Society is contrived on a variety of ideals, some laudable, many
unnecessarily structurally oppressive. Both oppressions and benefits from
dominant cultural paradigms may be internalized by individuals. The
result leading to an identity of victimhood or an identity of entitlement.
Witches have neither identify. Witches act to create, to bend, to shape,
to grow, to cull and to cut. We stand integrated between the worlds.
The word hex is related to the German word Hexe meaning “witch.” Let us
witch up our internal landscape to banish outmoded patriarchal notions
such as prescribed gender roles, value based on stereotype, and false
natural hierarchy. As a result, we will have improved integrity, be more
congruent, more healthy, and stronger.
Join us as we invoke the Goddess Diana to aid us in our magic, and inspire
us to adopt the role of Aradia in our own time.
Times of crisis are also times of great opportunity for those who are prepared and have the will to act. Many of us, however, face this time of great change feeling unprepared, anxious, despairing, or constantly on guard against the next assault. As the status quo crumbles around us, we can draw upon our practices and communities to nurture the world we desire.
In this workshop, we will discuss how we can root into our practices and relationships to build strong, resilient, liberatory communities in deep relationship to our Gods. We will focus on identifying material needs and resources, unifying practices, and aligning our human work with that of our Gods.

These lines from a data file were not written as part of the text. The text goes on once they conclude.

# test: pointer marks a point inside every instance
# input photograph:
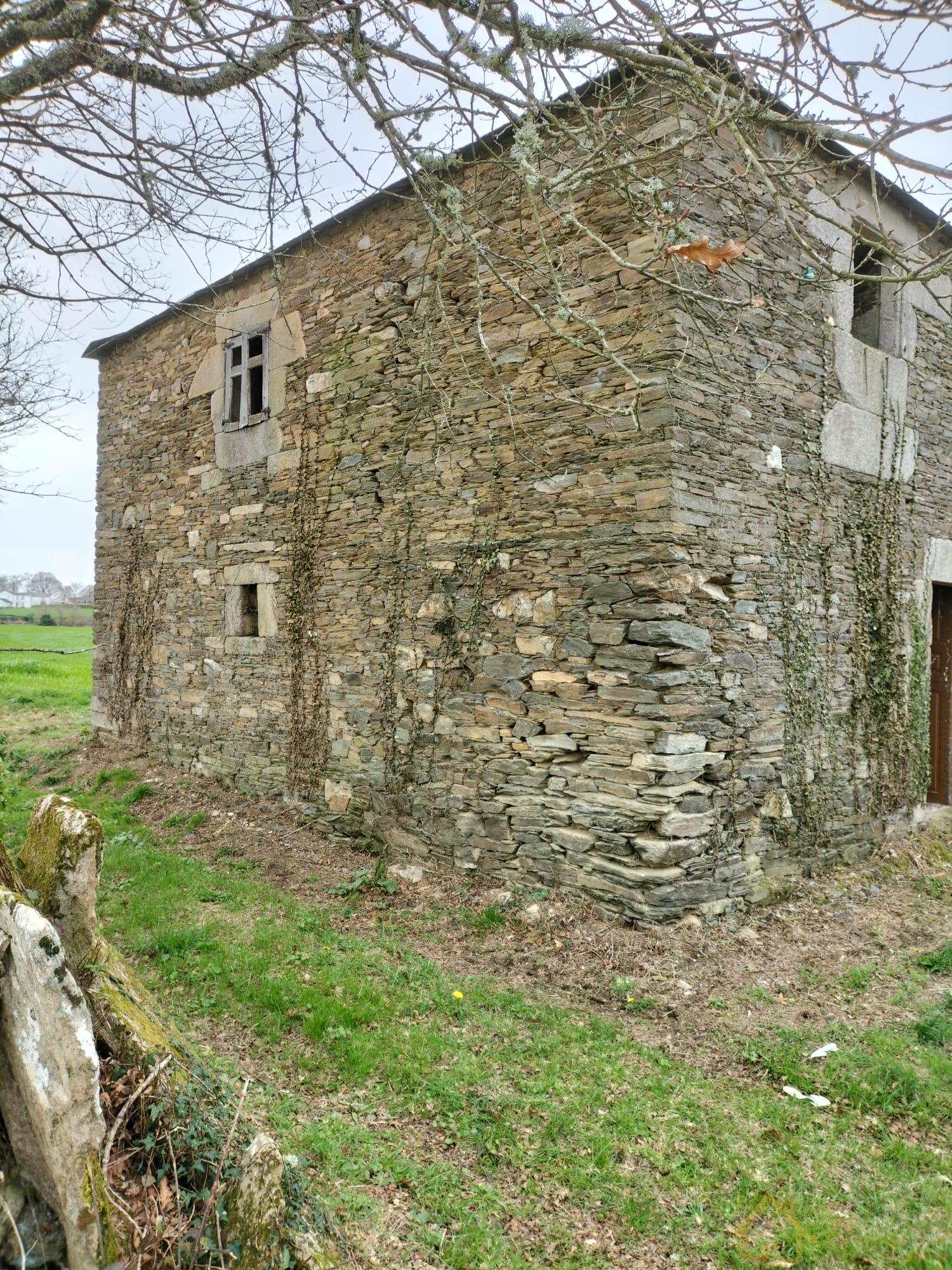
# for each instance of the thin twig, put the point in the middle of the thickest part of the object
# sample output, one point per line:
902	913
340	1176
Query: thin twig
13	1227
125	1109
218	1177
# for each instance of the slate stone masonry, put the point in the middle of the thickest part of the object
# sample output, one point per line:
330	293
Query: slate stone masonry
540	633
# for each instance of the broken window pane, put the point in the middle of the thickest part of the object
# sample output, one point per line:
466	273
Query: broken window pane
868	297
249	610
235	403
256	389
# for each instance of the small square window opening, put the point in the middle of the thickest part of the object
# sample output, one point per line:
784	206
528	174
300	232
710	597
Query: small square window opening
247	379
868	294
248	610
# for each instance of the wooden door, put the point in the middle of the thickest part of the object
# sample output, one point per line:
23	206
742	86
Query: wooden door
941	700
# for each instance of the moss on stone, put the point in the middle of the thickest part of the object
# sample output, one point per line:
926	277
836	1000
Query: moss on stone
97	1200
128	1018
58	838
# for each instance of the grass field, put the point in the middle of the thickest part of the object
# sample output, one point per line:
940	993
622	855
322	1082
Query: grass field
45	690
454	1120
65	615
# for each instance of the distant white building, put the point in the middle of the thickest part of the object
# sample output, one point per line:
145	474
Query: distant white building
23	600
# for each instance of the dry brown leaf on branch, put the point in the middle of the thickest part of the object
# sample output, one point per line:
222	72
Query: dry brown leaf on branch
703	253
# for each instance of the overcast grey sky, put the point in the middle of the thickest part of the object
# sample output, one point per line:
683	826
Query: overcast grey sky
58	533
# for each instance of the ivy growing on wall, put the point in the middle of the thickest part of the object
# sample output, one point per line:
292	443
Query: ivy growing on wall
128	675
873	730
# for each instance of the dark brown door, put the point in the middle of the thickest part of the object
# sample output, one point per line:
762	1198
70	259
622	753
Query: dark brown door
941	703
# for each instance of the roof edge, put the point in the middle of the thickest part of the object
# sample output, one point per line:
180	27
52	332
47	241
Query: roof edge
472	152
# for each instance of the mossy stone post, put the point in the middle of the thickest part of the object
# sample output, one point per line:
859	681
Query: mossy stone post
62	862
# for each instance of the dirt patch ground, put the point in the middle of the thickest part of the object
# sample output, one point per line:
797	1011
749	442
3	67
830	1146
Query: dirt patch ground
835	949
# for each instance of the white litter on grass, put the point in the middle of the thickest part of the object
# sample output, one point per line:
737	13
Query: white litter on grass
830	1048
817	1099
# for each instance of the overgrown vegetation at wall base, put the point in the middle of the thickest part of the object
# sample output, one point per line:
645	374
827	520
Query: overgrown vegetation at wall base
449	1120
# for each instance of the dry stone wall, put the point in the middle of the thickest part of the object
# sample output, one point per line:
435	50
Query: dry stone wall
520	618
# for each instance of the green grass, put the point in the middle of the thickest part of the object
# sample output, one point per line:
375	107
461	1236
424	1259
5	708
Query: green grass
46	684
505	1130
70	615
939	962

Devotional practice in polytheism typically begins at the altar, but where does it end? Where exactly does this path have the potential to lead? Advancing a devotional practice past the first few years takes a lot of dedication. Questions are an inevitable part of practices that become increasingly challenging to clearly define.
This session will take a close look at some of the trials and triumphs associated with long term devotional practice in a modern polytheist context. By identifying these challenges, we can start demystifying the nature of the devotional path and make it more accessible to all practitioners. This guided discussion is an opportunity to discover strategies that can us address the unexpected obstacles arising on this path.
(Discussion participation is encouraged, but not required. To promote a trusting atmosphere, we ask that attendees arrive no later than five minutes after start; participants may leave quietly at any time.)